Indoor scene point clouds exhibit diverse distributions and varying levels of sparsity, characterized by more intricate geometry and occlusion compared to outdoor scenes or individual objects. Despite recent advancements in 3D point cloud analysis introducing various network architectures, there remains a lack of frameworks tailored to the unique attributes of indoor scenarios. To address this, we propose DSGI-Net, a novel indoor scene point cloud learning network that can be integrated into existing models. The key innovation of this work is selectively grouping more informative neighbor points in sparse regions and promoting semantic consistency of the local area where different instances are in proximity but belong to distinct categories. Furthermore, our method encodes both semantic and spatial relationships between points in local regions to reduce the loss of local geometric details. Extensive experiments on the ScanNetv2, SUN RGB-D, and S3DIS indoor scene benchmarks demonstrate that our method is straightforward yet effective.

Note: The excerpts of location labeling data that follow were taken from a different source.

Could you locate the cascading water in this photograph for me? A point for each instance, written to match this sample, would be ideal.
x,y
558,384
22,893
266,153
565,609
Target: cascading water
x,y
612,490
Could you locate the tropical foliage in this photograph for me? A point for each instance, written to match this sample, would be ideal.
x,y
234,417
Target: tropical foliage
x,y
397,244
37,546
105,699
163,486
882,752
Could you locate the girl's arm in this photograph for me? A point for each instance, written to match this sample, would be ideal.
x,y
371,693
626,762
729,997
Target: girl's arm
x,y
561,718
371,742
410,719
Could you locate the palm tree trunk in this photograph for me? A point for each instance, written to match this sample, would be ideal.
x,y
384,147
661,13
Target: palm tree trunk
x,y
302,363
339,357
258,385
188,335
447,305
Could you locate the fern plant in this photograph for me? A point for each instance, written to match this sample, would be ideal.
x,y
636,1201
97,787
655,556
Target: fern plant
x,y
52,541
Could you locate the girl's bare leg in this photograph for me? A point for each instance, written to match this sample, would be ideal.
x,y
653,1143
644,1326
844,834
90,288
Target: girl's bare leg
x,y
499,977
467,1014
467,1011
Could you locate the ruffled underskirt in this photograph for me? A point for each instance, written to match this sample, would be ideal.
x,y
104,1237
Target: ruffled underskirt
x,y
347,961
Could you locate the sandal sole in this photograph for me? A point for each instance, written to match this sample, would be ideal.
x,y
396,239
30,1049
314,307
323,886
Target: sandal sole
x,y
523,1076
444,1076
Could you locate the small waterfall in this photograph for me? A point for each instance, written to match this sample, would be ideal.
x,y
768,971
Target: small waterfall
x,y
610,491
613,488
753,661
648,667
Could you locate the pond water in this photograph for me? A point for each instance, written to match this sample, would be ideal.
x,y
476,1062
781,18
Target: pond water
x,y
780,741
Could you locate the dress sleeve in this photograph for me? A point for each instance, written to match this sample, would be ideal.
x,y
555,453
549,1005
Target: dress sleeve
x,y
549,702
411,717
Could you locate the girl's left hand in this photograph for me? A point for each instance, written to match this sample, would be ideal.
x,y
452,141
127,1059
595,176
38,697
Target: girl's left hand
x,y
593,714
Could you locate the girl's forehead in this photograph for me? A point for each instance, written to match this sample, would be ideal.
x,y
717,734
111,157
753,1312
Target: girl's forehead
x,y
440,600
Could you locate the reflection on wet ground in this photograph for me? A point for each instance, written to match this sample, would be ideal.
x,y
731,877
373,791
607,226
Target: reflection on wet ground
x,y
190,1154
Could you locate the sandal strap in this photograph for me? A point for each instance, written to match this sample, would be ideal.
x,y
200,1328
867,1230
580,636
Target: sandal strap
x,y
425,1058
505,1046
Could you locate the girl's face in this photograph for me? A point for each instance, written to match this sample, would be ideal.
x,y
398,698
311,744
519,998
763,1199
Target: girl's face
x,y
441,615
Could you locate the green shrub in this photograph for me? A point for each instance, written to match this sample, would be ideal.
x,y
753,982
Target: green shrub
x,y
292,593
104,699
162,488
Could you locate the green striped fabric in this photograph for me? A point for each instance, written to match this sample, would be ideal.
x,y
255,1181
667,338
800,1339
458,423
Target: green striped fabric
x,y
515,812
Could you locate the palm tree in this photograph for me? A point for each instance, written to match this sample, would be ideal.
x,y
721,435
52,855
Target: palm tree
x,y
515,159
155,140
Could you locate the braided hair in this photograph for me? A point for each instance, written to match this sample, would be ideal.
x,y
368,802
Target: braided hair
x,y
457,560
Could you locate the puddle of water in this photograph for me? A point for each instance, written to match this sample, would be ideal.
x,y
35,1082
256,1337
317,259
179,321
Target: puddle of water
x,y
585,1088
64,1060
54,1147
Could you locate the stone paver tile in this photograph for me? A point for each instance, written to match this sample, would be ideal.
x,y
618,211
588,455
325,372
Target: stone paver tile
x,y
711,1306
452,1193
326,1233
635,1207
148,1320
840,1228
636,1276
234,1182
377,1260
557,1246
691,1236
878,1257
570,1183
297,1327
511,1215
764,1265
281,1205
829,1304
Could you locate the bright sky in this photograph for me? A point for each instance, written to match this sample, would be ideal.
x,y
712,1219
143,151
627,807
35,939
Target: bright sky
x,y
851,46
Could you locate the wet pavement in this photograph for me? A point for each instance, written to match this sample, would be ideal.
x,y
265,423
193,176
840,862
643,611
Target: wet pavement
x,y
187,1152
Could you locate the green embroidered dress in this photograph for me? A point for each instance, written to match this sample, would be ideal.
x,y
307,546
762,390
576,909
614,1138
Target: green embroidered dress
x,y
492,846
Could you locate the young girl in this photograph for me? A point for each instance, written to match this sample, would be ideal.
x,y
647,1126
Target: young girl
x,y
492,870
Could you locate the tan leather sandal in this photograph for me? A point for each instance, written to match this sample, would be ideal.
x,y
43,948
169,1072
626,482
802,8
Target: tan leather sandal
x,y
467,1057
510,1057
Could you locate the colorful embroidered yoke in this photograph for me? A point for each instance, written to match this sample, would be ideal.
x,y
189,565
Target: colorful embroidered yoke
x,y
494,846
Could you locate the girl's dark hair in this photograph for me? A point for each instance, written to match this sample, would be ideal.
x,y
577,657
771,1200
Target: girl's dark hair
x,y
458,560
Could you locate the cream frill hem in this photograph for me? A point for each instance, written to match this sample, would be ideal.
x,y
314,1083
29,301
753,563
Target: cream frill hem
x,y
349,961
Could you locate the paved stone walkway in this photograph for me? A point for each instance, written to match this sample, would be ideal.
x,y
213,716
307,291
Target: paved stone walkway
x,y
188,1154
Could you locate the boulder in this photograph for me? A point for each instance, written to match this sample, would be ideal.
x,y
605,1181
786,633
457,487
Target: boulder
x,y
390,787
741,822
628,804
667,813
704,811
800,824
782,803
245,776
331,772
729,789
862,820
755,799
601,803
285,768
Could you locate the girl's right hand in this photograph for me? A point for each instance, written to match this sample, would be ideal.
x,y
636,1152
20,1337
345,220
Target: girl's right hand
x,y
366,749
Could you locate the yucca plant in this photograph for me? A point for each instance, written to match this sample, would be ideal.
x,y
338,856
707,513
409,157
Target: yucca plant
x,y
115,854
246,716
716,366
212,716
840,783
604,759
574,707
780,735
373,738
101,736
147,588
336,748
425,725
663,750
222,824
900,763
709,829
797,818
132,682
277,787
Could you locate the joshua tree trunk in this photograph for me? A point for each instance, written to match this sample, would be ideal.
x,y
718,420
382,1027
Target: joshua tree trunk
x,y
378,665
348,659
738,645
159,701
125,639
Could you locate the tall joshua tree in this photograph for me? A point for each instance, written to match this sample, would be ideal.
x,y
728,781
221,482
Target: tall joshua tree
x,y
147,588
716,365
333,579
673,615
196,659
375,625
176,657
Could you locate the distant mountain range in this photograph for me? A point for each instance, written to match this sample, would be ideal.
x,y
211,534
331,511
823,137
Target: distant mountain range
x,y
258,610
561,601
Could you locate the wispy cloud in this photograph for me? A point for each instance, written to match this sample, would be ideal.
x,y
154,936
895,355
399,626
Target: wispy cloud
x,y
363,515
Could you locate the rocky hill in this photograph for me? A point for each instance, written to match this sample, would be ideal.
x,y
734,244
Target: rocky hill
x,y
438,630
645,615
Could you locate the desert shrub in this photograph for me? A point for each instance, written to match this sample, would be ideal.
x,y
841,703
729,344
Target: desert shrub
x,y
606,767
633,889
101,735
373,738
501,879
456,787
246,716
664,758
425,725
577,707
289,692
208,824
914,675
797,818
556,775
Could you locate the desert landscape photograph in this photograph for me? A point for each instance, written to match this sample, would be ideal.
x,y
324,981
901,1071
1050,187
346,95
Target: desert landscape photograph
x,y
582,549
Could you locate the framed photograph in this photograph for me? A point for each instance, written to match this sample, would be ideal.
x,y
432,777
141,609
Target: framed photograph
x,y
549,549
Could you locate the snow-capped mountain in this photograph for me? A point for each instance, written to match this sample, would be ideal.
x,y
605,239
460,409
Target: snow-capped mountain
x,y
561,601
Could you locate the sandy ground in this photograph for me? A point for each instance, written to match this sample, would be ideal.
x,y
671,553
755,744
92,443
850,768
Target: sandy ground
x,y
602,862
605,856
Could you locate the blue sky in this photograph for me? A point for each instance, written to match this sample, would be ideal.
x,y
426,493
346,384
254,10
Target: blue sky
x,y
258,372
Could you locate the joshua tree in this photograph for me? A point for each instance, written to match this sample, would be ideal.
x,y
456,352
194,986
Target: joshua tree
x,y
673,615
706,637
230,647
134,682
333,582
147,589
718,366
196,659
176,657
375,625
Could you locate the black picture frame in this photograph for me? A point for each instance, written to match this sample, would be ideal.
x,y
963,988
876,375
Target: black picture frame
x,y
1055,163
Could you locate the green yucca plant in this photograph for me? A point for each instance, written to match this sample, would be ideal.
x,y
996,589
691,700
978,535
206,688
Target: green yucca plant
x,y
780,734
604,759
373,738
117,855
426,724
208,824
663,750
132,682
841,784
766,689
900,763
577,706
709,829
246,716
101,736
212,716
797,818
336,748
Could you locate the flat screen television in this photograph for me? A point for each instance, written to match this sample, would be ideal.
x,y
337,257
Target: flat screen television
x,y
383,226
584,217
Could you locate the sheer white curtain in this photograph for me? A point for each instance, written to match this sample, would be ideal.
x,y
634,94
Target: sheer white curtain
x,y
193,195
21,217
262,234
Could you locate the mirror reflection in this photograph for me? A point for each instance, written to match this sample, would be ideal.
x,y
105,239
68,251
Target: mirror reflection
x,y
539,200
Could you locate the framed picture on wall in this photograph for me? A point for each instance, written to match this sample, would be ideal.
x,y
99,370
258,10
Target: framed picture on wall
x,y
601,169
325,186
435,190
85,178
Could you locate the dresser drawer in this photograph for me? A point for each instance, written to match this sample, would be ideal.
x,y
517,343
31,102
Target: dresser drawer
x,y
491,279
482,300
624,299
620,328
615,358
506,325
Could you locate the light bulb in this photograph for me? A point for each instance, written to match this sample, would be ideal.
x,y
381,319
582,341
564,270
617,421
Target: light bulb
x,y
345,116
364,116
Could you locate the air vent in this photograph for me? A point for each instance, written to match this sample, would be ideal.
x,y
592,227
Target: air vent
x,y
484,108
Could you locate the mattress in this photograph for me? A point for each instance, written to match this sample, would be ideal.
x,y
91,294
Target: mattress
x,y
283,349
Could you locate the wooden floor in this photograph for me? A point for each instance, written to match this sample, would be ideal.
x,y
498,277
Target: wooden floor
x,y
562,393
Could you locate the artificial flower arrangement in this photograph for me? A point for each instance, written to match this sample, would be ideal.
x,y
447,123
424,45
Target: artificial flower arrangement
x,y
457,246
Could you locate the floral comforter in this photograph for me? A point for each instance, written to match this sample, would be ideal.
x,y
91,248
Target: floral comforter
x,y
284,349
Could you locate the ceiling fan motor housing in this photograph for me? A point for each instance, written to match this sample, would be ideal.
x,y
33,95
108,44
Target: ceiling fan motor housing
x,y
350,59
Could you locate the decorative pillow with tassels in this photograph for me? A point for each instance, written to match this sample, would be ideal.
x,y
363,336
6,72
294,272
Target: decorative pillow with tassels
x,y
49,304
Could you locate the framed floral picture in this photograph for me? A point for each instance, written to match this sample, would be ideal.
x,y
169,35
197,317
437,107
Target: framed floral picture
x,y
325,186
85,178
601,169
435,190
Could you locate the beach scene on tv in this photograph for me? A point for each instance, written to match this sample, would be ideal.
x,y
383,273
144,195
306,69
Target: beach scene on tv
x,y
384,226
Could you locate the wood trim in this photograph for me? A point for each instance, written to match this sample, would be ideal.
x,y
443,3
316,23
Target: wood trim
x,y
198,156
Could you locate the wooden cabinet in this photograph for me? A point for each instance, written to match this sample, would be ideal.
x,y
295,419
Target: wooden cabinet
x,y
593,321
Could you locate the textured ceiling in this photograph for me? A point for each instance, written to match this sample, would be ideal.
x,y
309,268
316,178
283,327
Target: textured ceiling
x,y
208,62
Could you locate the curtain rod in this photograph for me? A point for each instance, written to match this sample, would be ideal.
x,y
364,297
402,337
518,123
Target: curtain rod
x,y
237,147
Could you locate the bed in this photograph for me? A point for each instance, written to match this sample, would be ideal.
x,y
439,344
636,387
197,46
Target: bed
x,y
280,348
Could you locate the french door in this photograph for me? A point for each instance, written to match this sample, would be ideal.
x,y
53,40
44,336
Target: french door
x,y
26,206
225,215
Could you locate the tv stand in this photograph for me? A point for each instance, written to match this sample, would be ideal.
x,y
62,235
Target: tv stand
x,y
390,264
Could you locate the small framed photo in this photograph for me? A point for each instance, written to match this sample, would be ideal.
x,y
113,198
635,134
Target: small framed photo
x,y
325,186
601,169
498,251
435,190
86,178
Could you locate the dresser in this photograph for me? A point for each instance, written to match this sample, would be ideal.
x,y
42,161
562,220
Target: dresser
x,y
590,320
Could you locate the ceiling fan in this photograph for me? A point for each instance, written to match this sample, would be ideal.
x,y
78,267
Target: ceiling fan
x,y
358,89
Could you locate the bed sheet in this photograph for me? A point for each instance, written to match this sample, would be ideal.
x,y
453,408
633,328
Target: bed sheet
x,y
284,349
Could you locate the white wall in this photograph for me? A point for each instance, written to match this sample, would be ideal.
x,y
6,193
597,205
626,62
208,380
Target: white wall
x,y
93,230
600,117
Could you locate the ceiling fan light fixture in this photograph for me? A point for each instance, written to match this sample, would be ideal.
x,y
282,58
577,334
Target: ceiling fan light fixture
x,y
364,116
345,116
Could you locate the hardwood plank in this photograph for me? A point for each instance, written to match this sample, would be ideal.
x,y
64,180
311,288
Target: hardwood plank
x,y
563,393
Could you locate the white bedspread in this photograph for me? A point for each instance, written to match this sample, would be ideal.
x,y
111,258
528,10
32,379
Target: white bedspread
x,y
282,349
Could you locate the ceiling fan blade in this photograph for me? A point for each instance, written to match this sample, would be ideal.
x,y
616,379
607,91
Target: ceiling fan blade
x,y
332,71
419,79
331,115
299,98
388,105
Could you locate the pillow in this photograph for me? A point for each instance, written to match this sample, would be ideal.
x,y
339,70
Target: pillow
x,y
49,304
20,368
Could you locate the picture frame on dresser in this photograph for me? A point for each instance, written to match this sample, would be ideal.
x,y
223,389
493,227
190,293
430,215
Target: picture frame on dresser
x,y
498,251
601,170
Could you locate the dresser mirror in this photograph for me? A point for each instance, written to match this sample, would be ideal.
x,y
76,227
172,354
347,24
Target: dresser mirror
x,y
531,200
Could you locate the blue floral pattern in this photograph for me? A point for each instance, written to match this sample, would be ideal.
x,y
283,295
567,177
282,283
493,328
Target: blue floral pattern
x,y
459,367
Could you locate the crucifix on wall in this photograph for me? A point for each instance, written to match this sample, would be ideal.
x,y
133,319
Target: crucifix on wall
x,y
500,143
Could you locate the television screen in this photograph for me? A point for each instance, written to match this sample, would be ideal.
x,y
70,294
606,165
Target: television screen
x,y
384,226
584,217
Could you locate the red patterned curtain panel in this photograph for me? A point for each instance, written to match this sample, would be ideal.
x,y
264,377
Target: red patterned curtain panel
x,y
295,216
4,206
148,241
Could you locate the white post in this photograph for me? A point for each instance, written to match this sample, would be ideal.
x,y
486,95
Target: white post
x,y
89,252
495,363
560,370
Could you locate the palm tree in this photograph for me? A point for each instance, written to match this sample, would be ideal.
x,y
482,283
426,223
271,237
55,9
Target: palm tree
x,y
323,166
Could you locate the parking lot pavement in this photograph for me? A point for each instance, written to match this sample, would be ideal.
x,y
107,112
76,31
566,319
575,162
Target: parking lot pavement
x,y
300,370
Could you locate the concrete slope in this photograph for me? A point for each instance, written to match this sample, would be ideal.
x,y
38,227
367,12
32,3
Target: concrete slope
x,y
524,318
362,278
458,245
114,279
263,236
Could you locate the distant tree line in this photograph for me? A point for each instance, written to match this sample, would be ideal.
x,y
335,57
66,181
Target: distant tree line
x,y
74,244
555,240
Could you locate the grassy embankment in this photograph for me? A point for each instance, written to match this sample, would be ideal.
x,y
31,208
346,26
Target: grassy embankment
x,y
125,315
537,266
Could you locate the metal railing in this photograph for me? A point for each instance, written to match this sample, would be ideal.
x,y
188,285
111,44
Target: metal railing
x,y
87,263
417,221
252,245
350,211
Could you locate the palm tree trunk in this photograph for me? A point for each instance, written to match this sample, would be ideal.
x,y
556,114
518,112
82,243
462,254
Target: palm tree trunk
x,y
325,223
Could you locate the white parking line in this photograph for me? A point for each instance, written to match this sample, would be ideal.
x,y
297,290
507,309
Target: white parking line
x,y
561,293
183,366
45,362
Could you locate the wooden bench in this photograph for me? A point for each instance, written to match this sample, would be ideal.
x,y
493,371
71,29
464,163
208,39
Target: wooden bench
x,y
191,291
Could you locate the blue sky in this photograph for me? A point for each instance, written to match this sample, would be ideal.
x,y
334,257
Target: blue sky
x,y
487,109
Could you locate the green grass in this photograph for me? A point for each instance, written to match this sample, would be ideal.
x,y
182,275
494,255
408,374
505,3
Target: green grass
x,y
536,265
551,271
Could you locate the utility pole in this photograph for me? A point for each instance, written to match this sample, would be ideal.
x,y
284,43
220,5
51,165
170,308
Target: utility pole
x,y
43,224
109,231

与室外场景或单个物体相比,室内场景点云呈现出多样化的分布和不同程度的稀疏性,其特点是几何形状和遮挡更为复杂。尽管最近在三维点云分析中引入了各种网络架构,但仍然缺乏针对室内场景独特属性的框架。为了解决这个问题,我们提出了 DSGI-Net,一种可集成到现有模型中的新型室内场景点云学习网络。这项工作的关键创新点在于有选择性地将稀疏区域中信息量更大的邻近点分组,并在不同实例相邻但属于不同类别的局部区域促进语义一致性。此外,我们的方法还对局部区域中点之间的语义和空间关系进行了编码,以减少局部几何细节的损失。在 ScanNetv2、SUN RGB-D 和 S3DIS 室内场景基准上进行的大量实验表明,我们的方法简单而有效。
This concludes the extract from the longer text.